Named Entity Recognition (NER) is a central task in NLP, aiming to not only identify but also categorize proper names in running text, e.g., whether a span of text refers to a person, organization, location, etc. For Norwegian, the NorNE dataset is the basis for existing NER-tools such as SpaCy. In an applied setting, however, there are additional relevant factors relating to entities that may be of interest. For instance, knowing the gender of a person may enable monitoring of gender bias in news coverage. One possible direction for this could be to couple the predictions of a gender+NER model with information from other models like targeted sentiment analysis.
The goal of this thesis is to
- (semi-)automatically enrich the NorNE-annotations with gender information,
- train and evaluate models to predict such gendered named entities,
- and evaluate the tool on a use case in current news coverage, on-going work at Amedia.

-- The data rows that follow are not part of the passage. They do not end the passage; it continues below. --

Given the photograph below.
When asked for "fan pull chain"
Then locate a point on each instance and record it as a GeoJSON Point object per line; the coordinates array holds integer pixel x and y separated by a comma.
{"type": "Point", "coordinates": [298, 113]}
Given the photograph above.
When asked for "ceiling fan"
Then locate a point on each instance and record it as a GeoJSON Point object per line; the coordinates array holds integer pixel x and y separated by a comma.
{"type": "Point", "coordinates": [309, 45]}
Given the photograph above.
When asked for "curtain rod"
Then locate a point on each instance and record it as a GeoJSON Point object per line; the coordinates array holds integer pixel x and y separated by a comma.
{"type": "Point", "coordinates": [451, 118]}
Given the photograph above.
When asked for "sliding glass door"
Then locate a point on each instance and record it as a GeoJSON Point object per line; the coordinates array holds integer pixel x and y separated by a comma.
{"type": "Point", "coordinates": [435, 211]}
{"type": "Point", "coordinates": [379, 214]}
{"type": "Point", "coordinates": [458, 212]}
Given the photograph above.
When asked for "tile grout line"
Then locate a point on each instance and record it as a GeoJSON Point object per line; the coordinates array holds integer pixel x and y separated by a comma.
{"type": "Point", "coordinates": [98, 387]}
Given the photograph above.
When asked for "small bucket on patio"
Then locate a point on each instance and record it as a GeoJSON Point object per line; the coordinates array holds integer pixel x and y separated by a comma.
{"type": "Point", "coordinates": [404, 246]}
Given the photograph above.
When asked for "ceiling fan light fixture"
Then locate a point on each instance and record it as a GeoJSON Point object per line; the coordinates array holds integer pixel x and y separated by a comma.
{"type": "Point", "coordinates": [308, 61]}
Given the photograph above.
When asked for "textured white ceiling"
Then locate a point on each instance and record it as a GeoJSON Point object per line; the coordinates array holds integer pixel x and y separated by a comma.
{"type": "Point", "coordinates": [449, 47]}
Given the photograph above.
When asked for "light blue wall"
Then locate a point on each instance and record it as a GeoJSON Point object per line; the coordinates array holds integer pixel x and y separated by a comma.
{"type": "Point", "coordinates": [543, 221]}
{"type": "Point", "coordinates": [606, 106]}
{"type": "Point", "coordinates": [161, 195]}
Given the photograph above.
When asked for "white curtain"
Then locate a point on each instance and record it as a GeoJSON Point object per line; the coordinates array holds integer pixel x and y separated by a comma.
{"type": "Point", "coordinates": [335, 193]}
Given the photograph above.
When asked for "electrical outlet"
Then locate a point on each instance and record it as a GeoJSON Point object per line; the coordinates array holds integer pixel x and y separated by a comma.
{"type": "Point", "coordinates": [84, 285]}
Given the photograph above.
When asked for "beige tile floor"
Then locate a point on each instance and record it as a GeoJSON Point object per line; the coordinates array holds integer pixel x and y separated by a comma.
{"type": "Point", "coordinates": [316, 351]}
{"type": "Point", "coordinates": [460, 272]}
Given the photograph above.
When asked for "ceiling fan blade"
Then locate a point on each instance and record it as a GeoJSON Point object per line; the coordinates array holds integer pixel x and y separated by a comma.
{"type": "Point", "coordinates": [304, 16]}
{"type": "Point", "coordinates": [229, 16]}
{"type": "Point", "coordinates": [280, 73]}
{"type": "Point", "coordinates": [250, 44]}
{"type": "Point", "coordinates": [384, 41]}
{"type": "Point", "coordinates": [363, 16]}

Supervision will be conducted as a collaboration between IFI (LTG), Amedia, and the MediaFutures Research Centre for Responsible Media Technology & Innovation, with supervisors from all affiliations. The precise details and scope of the thesis can be further decided in agreement between the supervisors and the candidate.
The project presupposes a good balance of technical and linguistic expertise. Good programming skills, experience with machine learning and a solid background in NLP are relevant qualifications.